La question poétique
J’ai trois frères. L’un d’eux a rompu avec une copine que j’aimais beaucoup et est sorti avec une fille un peu superficielle. Je n’ai rien de vraiment négatif à dire sur elle, mais elle ne peut pas être comparée à l’ancienne. Ma sœur et moi étions stupéfaites de voir que mon frère couvrait littéralement sa nouvelle copine de cadeaux et la traitait comme jamais il n’a traité son ex. On se demandait pourquoi cette fille l’avait autant charmé, quand un autre frère a lancé depuis l’autre bout de la pièce : « sexe. » On l’a regardé surpris, et le troisième frère a confirmé : « Sexe. Avec cette fille, c’est plus et mieux. »

Haha
Un traitement de princesse ?! J’en ris nerveusement, car je suis déjà contente quand il sort enfin les poubelles après ma dixième demande…
Je ne veux pas m’immiscer, mais…
En tant qu’homme, je note que dans ces cas – même si de l’extérieur la « princesse » semble capricieuse – la femme fait beaucoup pour son copain en coulisses. Parce que peu d’hommes chouchoutent leur compagne sans raison. Peut-être que la façon dont ils reçoivent de l’attention est différente, mais ils en reçoivent. Peu importe le regard extérieur, cet homme est satisfait de sa relation, sinon il ne se comporterait pas ainsi.

Dit clairement
Mon amie m’a dit que notre problème vient sûrement du fait que je ne communique pas assez clairement à mon copain ce que je veux, et du coup il ne me gâte pas. La semaine suivante, c’était la Saint-Valentin, et quatre jours plus tard mon anniversaire. Un soir, j’ai dit à mon copain que pour la Saint-Valentin, j’aimerais un grand bouquet de roses et mes chocolats préférés, et pour mon anniversaire, je voulais qu’on parte en randonnée (il déteste ça) et qu’on dîne dans un petit restaurant sympa sur le chemin du retour. Il a juste haussé les sourcils sans rien dire, et moi, j’attendais le 14 février avec impatience. Mon cadeau a été un nouvel aspirateur, accompagné de ces mots gentils :
« C’est à la fois ta surprise de la Saint-Valentin et de ton anniversaire, parce que c’était cher ! »

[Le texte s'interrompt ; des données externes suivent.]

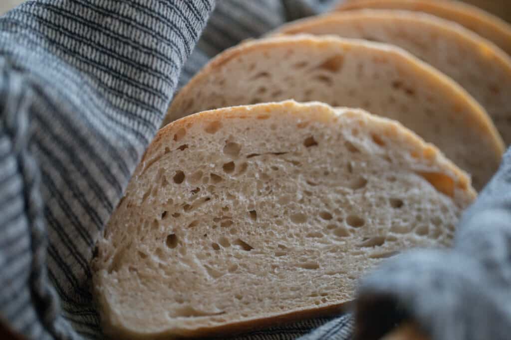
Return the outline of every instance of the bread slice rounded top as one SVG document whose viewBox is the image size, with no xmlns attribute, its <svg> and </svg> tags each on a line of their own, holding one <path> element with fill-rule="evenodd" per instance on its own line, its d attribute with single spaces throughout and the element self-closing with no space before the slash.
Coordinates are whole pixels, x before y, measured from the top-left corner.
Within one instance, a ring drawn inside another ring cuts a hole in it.
<svg viewBox="0 0 511 340">
<path fill-rule="evenodd" d="M 335 34 L 404 48 L 460 85 L 486 109 L 511 144 L 511 58 L 452 21 L 401 10 L 360 10 L 304 19 L 277 34 Z"/>
<path fill-rule="evenodd" d="M 511 25 L 472 5 L 436 0 L 356 0 L 341 4 L 338 11 L 362 8 L 403 9 L 424 12 L 457 22 L 493 42 L 511 54 Z"/>
<path fill-rule="evenodd" d="M 360 108 L 433 143 L 480 189 L 504 144 L 462 88 L 402 48 L 335 36 L 249 41 L 213 59 L 178 93 L 166 122 L 205 110 L 294 99 Z"/>
<path fill-rule="evenodd" d="M 469 177 L 399 123 L 293 101 L 162 128 L 98 243 L 107 334 L 223 334 L 338 311 L 360 275 L 451 244 Z"/>
</svg>

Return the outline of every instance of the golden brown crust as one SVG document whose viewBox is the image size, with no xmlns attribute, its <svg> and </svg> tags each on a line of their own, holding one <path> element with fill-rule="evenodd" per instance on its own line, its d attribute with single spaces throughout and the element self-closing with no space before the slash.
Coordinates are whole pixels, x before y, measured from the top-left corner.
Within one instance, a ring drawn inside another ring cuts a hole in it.
<svg viewBox="0 0 511 340">
<path fill-rule="evenodd" d="M 313 111 L 314 113 L 313 115 L 310 114 L 311 110 L 305 110 L 311 106 L 313 106 Z M 256 108 L 257 110 L 255 110 Z M 253 117 L 256 119 L 261 113 L 264 113 L 265 115 L 280 115 L 280 112 L 284 110 L 291 114 L 296 115 L 298 116 L 297 118 L 307 115 L 309 119 L 316 119 L 320 122 L 335 121 L 335 119 L 340 117 L 340 115 L 341 114 L 338 112 L 342 112 L 343 113 L 342 114 L 346 117 L 347 121 L 353 120 L 347 119 L 350 118 L 358 119 L 359 122 L 364 123 L 364 126 L 367 127 L 369 132 L 382 134 L 389 139 L 393 139 L 402 143 L 403 145 L 407 146 L 407 150 L 416 153 L 418 158 L 437 165 L 437 168 L 443 172 L 452 175 L 453 180 L 457 184 L 455 191 L 459 194 L 453 199 L 455 201 L 458 200 L 457 202 L 460 205 L 466 206 L 475 196 L 475 192 L 470 186 L 469 178 L 462 171 L 448 160 L 436 148 L 425 143 L 422 139 L 403 127 L 401 124 L 389 119 L 373 116 L 363 110 L 340 109 L 336 112 L 335 110 L 324 104 L 312 103 L 304 104 L 298 103 L 292 100 L 234 107 L 205 111 L 175 121 L 158 132 L 153 143 L 148 149 L 140 165 L 135 171 L 134 178 L 143 173 L 147 167 L 150 166 L 152 160 L 165 152 L 165 146 L 168 146 L 168 143 L 166 143 L 166 141 L 172 140 L 175 134 L 183 127 L 189 128 L 191 124 L 203 124 L 205 123 L 215 121 L 224 121 L 229 118 L 241 117 L 248 118 Z M 130 186 L 132 185 L 133 182 L 132 180 Z M 128 191 L 129 190 L 129 186 Z M 95 277 L 95 286 L 98 290 L 100 290 L 98 287 L 99 281 Z M 101 294 L 98 295 L 100 295 Z M 102 316 L 104 328 L 106 333 L 112 338 L 138 339 L 169 339 L 176 338 L 178 336 L 197 337 L 206 335 L 211 336 L 214 334 L 239 333 L 275 326 L 312 316 L 334 315 L 344 310 L 346 304 L 349 303 L 346 301 L 338 301 L 336 303 L 328 305 L 323 305 L 319 307 L 304 308 L 280 316 L 267 315 L 256 319 L 219 326 L 204 327 L 193 330 L 172 328 L 157 334 L 144 334 L 127 329 L 123 324 L 123 322 L 120 321 L 118 318 L 119 316 L 117 313 L 118 312 L 111 310 L 108 305 L 107 302 L 102 301 L 101 298 L 98 299 L 98 300 L 100 304 L 107 304 L 107 305 L 103 306 L 102 308 L 103 310 L 105 311 L 104 312 L 108 315 L 107 316 L 108 319 L 105 319 L 104 316 Z"/>
<path fill-rule="evenodd" d="M 316 103 L 319 104 L 319 103 Z M 321 104 L 325 108 L 330 107 L 326 104 Z M 162 152 L 161 141 L 166 138 L 172 138 L 174 135 L 179 129 L 182 127 L 193 124 L 198 121 L 206 118 L 208 120 L 223 119 L 229 117 L 235 117 L 236 116 L 250 115 L 250 108 L 259 106 L 264 106 L 266 107 L 266 111 L 268 113 L 271 113 L 273 110 L 278 109 L 282 105 L 287 106 L 291 108 L 296 106 L 299 106 L 300 104 L 294 100 L 286 100 L 280 102 L 266 103 L 263 104 L 256 104 L 254 105 L 241 106 L 237 107 L 231 107 L 224 109 L 218 109 L 207 111 L 203 111 L 190 116 L 187 116 L 177 120 L 174 121 L 170 124 L 167 124 L 160 129 L 156 134 L 156 137 L 152 143 L 149 146 L 144 156 L 144 159 L 141 163 L 143 165 L 147 163 L 147 161 L 153 159 L 155 154 L 158 154 Z M 420 156 L 424 156 L 425 158 L 433 161 L 439 162 L 447 170 L 447 172 L 452 173 L 455 177 L 456 187 L 467 193 L 468 197 L 470 200 L 473 200 L 477 196 L 477 193 L 472 187 L 470 177 L 463 170 L 460 169 L 457 166 L 454 165 L 452 162 L 447 159 L 444 154 L 432 144 L 426 143 L 424 140 L 417 136 L 413 132 L 403 126 L 400 123 L 388 119 L 378 116 L 374 116 L 369 114 L 364 110 L 360 109 L 353 109 L 351 112 L 346 113 L 347 115 L 360 115 L 362 113 L 364 115 L 368 117 L 372 122 L 381 127 L 381 129 L 384 130 L 389 136 L 395 136 L 400 135 L 403 139 L 406 139 L 407 143 L 409 144 L 411 147 L 414 148 L 415 152 Z M 316 117 L 320 117 L 317 115 Z M 158 156 L 158 155 L 156 156 Z M 144 167 L 138 169 L 135 171 L 135 174 L 143 172 Z M 434 186 L 438 189 L 436 186 Z M 439 192 L 442 192 L 439 190 Z"/>
<path fill-rule="evenodd" d="M 289 45 L 290 47 L 296 47 L 297 43 L 304 47 L 310 46 L 311 48 L 325 49 L 329 48 L 332 44 L 341 44 L 346 49 L 367 48 L 368 51 L 372 50 L 371 48 L 385 48 L 396 58 L 413 65 L 417 74 L 430 78 L 432 82 L 438 84 L 438 87 L 443 87 L 445 91 L 449 91 L 453 97 L 457 98 L 459 102 L 463 103 L 469 108 L 467 111 L 472 114 L 472 117 L 467 118 L 477 124 L 482 133 L 491 136 L 494 148 L 492 151 L 496 156 L 500 159 L 504 153 L 505 149 L 504 142 L 486 111 L 462 88 L 451 79 L 401 48 L 385 44 L 343 39 L 333 36 L 320 37 L 309 35 L 279 36 L 251 40 L 226 49 L 214 58 L 181 89 L 169 109 L 164 125 L 179 118 L 178 116 L 180 113 L 178 108 L 182 107 L 183 101 L 189 96 L 189 93 L 204 79 L 207 79 L 211 73 L 218 71 L 229 60 L 254 50 L 271 49 L 275 46 L 285 46 L 286 45 Z"/>
<path fill-rule="evenodd" d="M 425 12 L 455 21 L 494 42 L 511 54 L 511 25 L 477 7 L 458 1 L 431 0 L 357 0 L 342 4 L 335 10 L 362 8 L 406 9 Z"/>
</svg>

Voilà pour la communication…
Un demi-succès
Mes amies s’étonnent toujours que j’aie des copains aussi « galants ». La réponse est simple : dès le début, je pose mes limites et je ne baisse pas mes exigences. Au début, tous les hommes sont chevaleresques, parce qu’ils veulent coucher avec vous. C’est ce comportement attentionné initial que je maintiens, même après être ensemble. Je refuse d’accepter, par exemple, qu’il soit en retard. On sort dîner au moins une fois par semaine. Le week-end n’est pas pour traîner à la maison, mais pour faire une activité que nous organisons à tour de rôle, pas seulement moi. Je comprends vite si je suis avec un homme qui ne maintient pas ce niveau, et dans ce cas, c’est lui qui part. S’il proteste, il a une autre chance, mais pas plus. S’il ne la saisit pas, je passe au suivant. Pour moi, tout dépend moins des hommes que de la confiance en soi de la femme. Je sais ce que je mérite, et si l’autre donne moins, il faut lâcher prise.